= Saamsky District =

Saamsky District (Саамский район) was an administrative division (a district) of Murmansk Okrug of Leningrad Oblast, and later of Murmansk Oblast, of the Russian SFSR, Soviet Union, which existed in 1927–1963.

It was established as Ponoysky District (Понойский район) on August 1, 1927, when the All-Russian Central Executive Committee issued two Resolutions: "On the Establishment of Leningrad Oblast" and "On the Borders and Composition of the Okrugs of Leningrad Oblast". According to these resolutions, Murmansk Governorate was transformed into Murmansk Okrug, which was divided into six districts (Ponoysky being one of them) and included into Leningrad Oblast. The administrative center of the district was in the selo of Ponoy.

In 1934, the Murmansk Okrug Executive Committee developed a redistricting proposal, which was approved by the Resolution of the 4th Plenary Session of the Murmansk Okrug Committee of the VKP(b) on December 28-29, 1934 and by the Resolution of the Presidium of the Murmansk Okrug Executive Committee on February 2, 1935. On February 15, 1935, the VTsIK approved the redistricting of the okrug into seven districts, although it did not specify what territories the new districts were to include. On February 26, 1935, the Presidium of the Leningrad Oblast Executive Committee worked out the details of the new district scheme and issued a resolution, which, among other things, renamed the district Saamsky and moved its administrative center to Iokanga. Additionally, Chalmny-Varrsky and Semiostrovsky Selsoviets of Lovozersky District, as well as the settlement of Drozdovka of Teribersky District, were transferred to Saamsky District. On June 1, 1936, the renaming of the district and the administrative center move were approved by the Resolution of the VTsIK.

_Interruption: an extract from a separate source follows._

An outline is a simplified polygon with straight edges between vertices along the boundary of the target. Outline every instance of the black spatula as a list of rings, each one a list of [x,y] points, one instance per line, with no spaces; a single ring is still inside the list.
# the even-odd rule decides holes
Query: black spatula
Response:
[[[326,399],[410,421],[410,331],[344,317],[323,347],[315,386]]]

Iokanga, the administrative center of the district at the time, comprised de facto two separate inhabited localities, located within 12 km from one another—Iokanga proper and Iokangskaya baza, with the district executive committee quarters being located in the latter. In 1936, Iokangskaya baza was renamed Gremikha, but Iokanga continued to be listed as the administrative center of Saamsky District until February 1938.

Chalmny-Varrsky selsoviet did not remain in Saamsky District for long—the VTsIK Resolution of September 10, 1937 transferred it back to Lovozersky District.

Saamsky District was abolished on January 26, 1963 by the Decision of the Murmansk Oblast Executive Committee. The district's selsoviets were transferred to Lovozersky District, while Gremikha, the administrative center of the former district, was subordinated to Severomorsk.